Matthew 6:9 (NIV [1])
This…is how you should pray.

Today’s reading does a good job of explaining the Lord’s prayer in everyday language.  One of the things that I’m finding exciting about reading in the Scriptures lately is how much God is about relationship rather than simply a code of ethics, and this passage is no different.

When you pray "Our Father in heaven" it establishes the basis of your relationship with God.  He’s not just your Creator He’s your Father.  You can create something and be related to it, but if you father it – it will always be yours.  Today you can come to God with the assurance that you’re His.  You can call Him Abba, a term of endearment which means Daddy (See Romans 8:15).

It was the relationship with God that drew me to Him.  There was something different about the people I saw who had a relationship with Him – not how good they were (although they were good).

"Hallowed be your name" means He’s more than just your Father, He’s your God.  He’s worthy of your love but He demands your respect.  How should we approach God?  With our complaints, our demands and our wish list?  No: "Enter his gates with thanksgiving and his courts with praise; give thanks to him" (Psalm 100:4 NIV [1]).  Gratitude gets God’s attention every time!
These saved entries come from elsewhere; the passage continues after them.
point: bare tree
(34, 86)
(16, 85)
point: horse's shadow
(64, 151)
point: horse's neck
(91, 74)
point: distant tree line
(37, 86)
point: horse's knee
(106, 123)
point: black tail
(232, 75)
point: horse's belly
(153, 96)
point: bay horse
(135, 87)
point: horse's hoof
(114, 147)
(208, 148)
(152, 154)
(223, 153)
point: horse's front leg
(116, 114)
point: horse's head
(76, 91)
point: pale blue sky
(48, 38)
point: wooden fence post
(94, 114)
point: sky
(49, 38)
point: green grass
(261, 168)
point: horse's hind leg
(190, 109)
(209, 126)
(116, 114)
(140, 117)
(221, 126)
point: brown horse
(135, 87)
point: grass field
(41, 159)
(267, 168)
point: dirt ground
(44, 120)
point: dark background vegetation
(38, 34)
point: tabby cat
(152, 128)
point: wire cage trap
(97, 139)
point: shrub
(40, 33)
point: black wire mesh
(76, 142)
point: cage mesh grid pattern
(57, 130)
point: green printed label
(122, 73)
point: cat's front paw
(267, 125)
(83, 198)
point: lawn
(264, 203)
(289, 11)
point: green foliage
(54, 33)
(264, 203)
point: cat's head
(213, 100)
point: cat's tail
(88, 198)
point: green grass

There are two points here.  First, God is our God, not just our father.  Proverbs 1:7 says that the fear of the Lord is the beginning of wisdom (KJV [2]).  That isn’t to say we should be afraid of God, but that we should respect Him and be in awe of Him.  Probably not a bad basis for most relationships, actually.

Second, when we approach God in prayer, what do we say?  In any relationship, showing gratitude is the quickest way into someone’s heart.  As a parent, I try to teach my kids to be grateful for what they have.  In the same way, God is moved when we express our gratitude.
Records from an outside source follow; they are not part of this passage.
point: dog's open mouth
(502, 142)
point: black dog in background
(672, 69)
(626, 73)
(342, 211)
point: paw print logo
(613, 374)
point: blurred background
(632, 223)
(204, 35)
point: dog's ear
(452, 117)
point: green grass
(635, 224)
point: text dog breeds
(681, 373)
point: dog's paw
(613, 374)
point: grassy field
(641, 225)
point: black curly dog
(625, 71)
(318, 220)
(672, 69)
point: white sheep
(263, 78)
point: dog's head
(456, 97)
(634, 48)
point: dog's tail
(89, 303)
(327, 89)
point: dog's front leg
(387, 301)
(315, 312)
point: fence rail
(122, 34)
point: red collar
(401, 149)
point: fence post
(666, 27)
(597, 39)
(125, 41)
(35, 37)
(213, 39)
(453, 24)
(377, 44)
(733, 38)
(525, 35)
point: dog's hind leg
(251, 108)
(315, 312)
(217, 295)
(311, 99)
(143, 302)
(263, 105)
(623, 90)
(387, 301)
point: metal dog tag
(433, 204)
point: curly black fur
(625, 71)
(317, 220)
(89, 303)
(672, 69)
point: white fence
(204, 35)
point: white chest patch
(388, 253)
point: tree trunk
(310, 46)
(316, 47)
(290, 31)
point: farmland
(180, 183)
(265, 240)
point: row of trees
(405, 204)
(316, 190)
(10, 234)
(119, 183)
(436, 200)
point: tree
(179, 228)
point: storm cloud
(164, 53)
"Your kingdom come," releases God’s power"Your will be done," releases His purpose"Give us today our daily bread," releases His provisions.  The things you lack and long for begin to flow into your life because now you’ve accessed His power, discovered His purpose for you and you’re walking in it.

It’s not that we are tapping in to power.  To say it that way would be an abuse of our relationship with God, saying that we’re just using Him to get to His power.  Certainly in any relationship there are benefits to both parties, and our relationship with God is no different, but there are no magic words or incantations that release this power.  Instead, we learn how to live in the reality of the presence of God.  As we relate with Him, we learn what He wants to accomplish and the result is that the benefits of our relationship with Him are released.
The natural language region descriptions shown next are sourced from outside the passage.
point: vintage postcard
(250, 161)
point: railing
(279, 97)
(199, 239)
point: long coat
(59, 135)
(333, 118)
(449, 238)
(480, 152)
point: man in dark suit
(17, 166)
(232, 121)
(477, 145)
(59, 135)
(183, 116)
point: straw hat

"Forgive us our debts, as we also have forgiven our debtors."  It’s easier to forgive when you recall the things God has forgiven you for, and realize that your enemies can’t stop Him from blessing you.  Remembering God’s goodness to you will give you the grace to forgive others, and even understand them!

How true that is!  Luke 4:36-50 relates the story of Jesus dining with in the Pharisee Simon’s home and the sinful woman anointing His feet.  In that passage He points out that those who are forgiven much have much to be grateful for.  I can also testify to how much being understood means to me.  That is true forgiveness.

"Lead us not into temptation, but deliver us from the evil one" means we enter each day prepared for battle, promised victory, and protected against all of Satan’s attacks.  And that’s why Jesus said, "This…is how you should pray."

2 Comments (Open | Close)

2 Comments To "Understanding the Lord’s prayer"

#1 Comment By Margaret On February 16, 2016 @ 4:53 am

Why do you think there’s no specific reference to Gratitude in the Lord’s Prayer? I know you see it as underlying some of the other expressions of faith (e.g., “Hallowed be thy name…” ). But really you can take any relationship activity here and make a case for it being implied in one or more of the others.

Based on how specific Christ is about the other mainstays of our relationship with God (I.e., Adoration, Satisfaction, Petition) I miss addressing my favorite, Gratitude, specifically here.

#2 Comment By David Potter On February 16, 2016 @ 9:01 am

Hmm, I don’t don’t see where I said that, but thanks for the comment.